De aquello hacía mucho tiempo, sin embargo volvía entonces fresco como sucedido ayer mismo. Era una suerte de conciencia mineral la que acompañaba al trote lento de esta madrugada por el camino, ahora zigzagueante, subiendo hacia el olivar.
Terciado el recorrido, los rastrojos, la grama, las cepas, ese cartel que señala los límites del coto, la silueta cercana del olivo, mostrándose como estando ahí desde la creación de la Tierra, envueltos de destemplanza de invierno, desprovistos de referencias, son reconocidos enseguida como compañeros de vecindad a los que le une su condición de estar y permanecer en el mundo.
Me detuve junto a los olivos y traté de sosegar mi respiración. Ningún ruido penetraba esta oscuridad tan parecida a la nada. Cuando leí La Historia Interminable la nada me la había imaginado flotando blanca e inconsútil en un espacio muy denso de aspecto grisáceo; sin embargo, aquello, la nada negra en la que yo ocupaba erguido el centro con una actitud admirativa de devoto del presente, era más creíble como realidad de ese concepto imposible de imaginar.
En el camino de vuelta, con una oscuridad razonable a punto de desleírse en la opaca luz del alba, pensé una vez más en los simpáticos animales —ahora ya en nuevo status de consideración— que estaban dejando todo el jardín lleno de montoncitos de tierra; luego intenté seguir las huellas de algún instante del pasado que no sabía localizar pero que tenía unos contornos parecidos a uno de esos sueños que se mueven entre la ficción y la realidad de una manera muy similar a como lo estaba haciendo esta mañana desde que me desvelara una hora y media atrás. Intenté cazar al vuelo —las piernas apoyando cadentes, con suavidad, pero decididas, el suelo húmedo— su procedencia, pero no lo conseguí.
La soledad y la noche, acompañadas de esos pocos elementos que limitan el camino, eran parte de la plenitud que respiraba de nuevo mi cuerpo. Había una delicada armonía en todo aquel conjunto de disposiciones. ¡Qué idioma tan claro y elocuente hablaban las cosas, y cuánta era su fuerza! Hice un gran esfuerzo por absorber y penetrar ese momento tan precioso que sabía se desvanecería en pocos instantes. Trotando parecía bajar del Sinaí a grandes zancadas. En lo alto de la cuesta la niebla dejaba atravesar un difuso halo de luz amarillenta, negro, grises azulados, lechosa transparencia.
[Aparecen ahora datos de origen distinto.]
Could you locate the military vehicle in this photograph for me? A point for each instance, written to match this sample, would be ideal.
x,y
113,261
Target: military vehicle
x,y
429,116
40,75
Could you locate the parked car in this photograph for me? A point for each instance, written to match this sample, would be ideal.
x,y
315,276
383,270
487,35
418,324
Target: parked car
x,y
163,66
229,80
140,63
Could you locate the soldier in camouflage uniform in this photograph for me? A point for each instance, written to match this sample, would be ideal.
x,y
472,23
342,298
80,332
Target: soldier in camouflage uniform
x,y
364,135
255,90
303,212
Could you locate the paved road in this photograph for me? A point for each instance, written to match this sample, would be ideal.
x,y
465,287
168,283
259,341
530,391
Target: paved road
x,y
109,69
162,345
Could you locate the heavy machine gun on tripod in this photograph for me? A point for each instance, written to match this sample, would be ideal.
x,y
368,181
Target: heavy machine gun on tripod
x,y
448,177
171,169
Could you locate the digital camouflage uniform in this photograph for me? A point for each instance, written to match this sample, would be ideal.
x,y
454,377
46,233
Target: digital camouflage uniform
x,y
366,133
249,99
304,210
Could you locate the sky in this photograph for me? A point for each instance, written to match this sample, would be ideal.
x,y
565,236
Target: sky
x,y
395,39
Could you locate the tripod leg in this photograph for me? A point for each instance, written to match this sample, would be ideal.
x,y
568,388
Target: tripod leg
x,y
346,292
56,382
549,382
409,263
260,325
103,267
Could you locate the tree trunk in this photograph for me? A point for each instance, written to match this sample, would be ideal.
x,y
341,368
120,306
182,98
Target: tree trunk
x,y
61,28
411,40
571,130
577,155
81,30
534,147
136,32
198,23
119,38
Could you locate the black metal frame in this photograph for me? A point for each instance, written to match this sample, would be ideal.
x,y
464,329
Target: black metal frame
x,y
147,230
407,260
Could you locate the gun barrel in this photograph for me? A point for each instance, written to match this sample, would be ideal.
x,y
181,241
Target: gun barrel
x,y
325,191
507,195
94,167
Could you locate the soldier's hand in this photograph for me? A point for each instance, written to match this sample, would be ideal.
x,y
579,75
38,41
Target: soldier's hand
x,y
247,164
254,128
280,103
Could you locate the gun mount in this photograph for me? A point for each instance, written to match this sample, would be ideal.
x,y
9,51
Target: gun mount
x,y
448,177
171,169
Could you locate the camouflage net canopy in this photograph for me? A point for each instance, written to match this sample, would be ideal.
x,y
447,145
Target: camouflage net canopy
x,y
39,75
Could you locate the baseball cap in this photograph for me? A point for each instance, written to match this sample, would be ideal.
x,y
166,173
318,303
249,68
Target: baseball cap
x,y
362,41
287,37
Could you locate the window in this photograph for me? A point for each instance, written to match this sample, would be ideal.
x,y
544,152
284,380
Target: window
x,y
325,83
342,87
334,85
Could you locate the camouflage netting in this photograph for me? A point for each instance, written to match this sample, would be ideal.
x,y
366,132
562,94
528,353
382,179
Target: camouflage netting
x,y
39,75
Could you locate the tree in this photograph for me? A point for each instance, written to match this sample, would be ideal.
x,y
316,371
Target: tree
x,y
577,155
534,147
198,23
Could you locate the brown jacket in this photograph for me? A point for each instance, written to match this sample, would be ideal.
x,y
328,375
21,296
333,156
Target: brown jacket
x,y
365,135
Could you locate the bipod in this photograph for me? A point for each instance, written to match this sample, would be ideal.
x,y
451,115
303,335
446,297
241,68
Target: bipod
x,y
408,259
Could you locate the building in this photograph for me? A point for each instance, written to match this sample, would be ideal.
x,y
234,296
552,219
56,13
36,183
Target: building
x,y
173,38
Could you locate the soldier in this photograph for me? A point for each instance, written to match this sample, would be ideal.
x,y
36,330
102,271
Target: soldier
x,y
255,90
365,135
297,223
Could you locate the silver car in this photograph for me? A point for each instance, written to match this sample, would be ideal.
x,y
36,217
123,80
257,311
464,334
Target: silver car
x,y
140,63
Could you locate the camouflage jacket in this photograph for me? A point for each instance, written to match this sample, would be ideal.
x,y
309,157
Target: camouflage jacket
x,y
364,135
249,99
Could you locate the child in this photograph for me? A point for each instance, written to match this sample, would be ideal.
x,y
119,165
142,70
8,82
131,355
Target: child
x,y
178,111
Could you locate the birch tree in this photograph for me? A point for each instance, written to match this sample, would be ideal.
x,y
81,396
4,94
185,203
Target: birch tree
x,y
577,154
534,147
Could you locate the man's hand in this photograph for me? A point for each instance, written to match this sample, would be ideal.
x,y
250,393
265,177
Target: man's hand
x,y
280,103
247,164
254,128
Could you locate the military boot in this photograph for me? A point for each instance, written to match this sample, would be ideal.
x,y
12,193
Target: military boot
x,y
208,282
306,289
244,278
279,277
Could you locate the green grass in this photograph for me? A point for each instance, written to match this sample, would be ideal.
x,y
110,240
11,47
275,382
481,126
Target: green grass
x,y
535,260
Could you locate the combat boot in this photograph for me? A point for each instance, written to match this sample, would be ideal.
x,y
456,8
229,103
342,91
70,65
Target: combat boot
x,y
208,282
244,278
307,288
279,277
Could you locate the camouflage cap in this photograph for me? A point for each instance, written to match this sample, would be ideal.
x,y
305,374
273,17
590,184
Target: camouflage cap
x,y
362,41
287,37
Rigidez, violácea frialdad de manos, de orejas, de nariz; ácido roce del aire en la tráquea, el fuelle del esfuerzo aventando gélida brisa en los pulmones; calor gratificante, tonicidad muscular, cálido trasiego de bienestar de la carne, sofoco, entrecortada respiración, batiente y apresurado latir en el pecho.
La cancela de largos barrotes de hierro, la puerta de cuarterones de pino, la tibia calidez de la casa. La luz estridente del baño: la ducha: agua fría del pozo, pequeños cristales impulsados por la bomba de presión sobre el cuerpo, azotando la espalda, los brazos; violenta fricción, marasmo de reacciones, elásticas ramas de abedul flagelando el dorso: Max von Sydow disponiendo en El Manantial de la Doncella su cuerpo para la venganza; pasión estética del frío y del esfuerzo, ejercicio solitario, búsqueda del placer, nevasca, ventisca, tormenta, exhausto bienestar, loa de invierno.